Dossier : Entreprise et managementMagazine N°608 Octobre 2005
Par Sami CHABENNE (87)
Par Pierre-Olivier GERVAIS (94)

Le métier des paie­ments repré­sente une com­po­sante essen­tielle de l’activité ban­caire et par­ti­cipe de manière impor­tante à la pro­fi­ta­bi­li­té des banques. Le Bos­ton Consul­ting Group, qui mène depuis une dizaine d’années sous la direc­tion de Nick Viner, asso­cié du bureau de Londres, une enquête annuelle auprès des prin­ci­paux acteurs ban­caires mon­diaux, estime que 35% des reve­nus des banques sont direc­te­ment liés aux paiements.
Ce métier, qui regroupe les chèques, les cartes de paie­ment, les ser­vices de tran­sac­tion et les flux a connu une crois­sance sou­te­nue et conti­nue des volumes. Nous esti­mons que cette crois­sance devrait se pour­suivre sur les pro­chaines années, et que les paie­ments pèse­ront près de 390 mil­liards de dol­lars dans le PNB (Pro­duit net ban­caire) des banques à l’horizon 2010, soit une aug­men­ta­tion d’environ 35 % sur dix ans.
Nous pen­sons aus­si que ce métier subi­ra une rapide muta­tion dans les trois à cinq ans à venir, sous l’effet com­bi­né de la glo­ba­li­sa­tion, des évo­lu­tions tech­no­lo­giques et de l’accroissement des exi­gences des clients. Les acteurs d’aujourd’hui devront donc faire face à une véri­table “ tem­pête ”, qui se tra­dui­rait à la fois par une éro­sion des marges et une aug­men­ta­tion en flèche des investissements.
Quelles sont les carac­té­ris­tiques de ce bou­le­ver­se­ment ? Quelles en sont les consé­quences pour les banques ? Quel sera le pay­sage des moyens de paie­ments demain ?

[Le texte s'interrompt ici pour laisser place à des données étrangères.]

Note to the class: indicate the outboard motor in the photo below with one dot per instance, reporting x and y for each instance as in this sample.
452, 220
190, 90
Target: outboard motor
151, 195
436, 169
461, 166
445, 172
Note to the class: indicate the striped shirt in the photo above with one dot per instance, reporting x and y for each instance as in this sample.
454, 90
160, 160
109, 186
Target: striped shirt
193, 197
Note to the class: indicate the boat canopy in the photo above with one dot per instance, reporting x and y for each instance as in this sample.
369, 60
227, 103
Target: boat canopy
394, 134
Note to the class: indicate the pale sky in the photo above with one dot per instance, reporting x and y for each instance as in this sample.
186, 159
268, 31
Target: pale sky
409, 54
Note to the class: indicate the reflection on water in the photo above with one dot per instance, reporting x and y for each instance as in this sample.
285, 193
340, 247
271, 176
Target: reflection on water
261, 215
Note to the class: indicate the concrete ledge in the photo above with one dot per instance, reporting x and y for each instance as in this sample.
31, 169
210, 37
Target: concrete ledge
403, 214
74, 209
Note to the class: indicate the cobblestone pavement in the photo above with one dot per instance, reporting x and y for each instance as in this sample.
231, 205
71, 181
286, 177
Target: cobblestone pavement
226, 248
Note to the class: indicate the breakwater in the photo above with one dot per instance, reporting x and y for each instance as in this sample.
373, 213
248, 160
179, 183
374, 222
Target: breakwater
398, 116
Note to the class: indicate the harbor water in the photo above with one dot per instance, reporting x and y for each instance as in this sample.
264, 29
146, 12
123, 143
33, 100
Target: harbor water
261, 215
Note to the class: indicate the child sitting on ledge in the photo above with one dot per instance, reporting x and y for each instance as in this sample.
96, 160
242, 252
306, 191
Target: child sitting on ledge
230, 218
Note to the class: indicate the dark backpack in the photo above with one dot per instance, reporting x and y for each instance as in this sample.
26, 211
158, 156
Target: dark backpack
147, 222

Les paiements en profonde mutation : une » tempête » en perspective ?

Ces der­nières années, l’in­dus­trie euro­péenne des paie­ments a ini­tié sa trans­for­ma­tion. L’é­ro­sion des marges a déjà com­men­cé et s’ac­cen­tue­ra au cours des années à venir. Nous pré­voyons qu’entre 2001 et 2011 les reve­nus par tran­sac­tion dimi­nue­ront de l’ordre de 25 % pour les paie­ments domes­tiques. Cette baisse attein­drait même plus de 50 % pour les paie­ments inter­na­tio­naux. Elle s’ex­plique par trois prin­ci­paux fac­teurs : des chan­ge­ments sans pré­cé­dent dans le com­por­te­ment des clients ; des régle­men­ta­tions de plus en plus struc­tu­rantes ; et enfin l’en­trée sur le mar­ché de nou­veaux acteurs uti­li­sant des réseaux non bancaires.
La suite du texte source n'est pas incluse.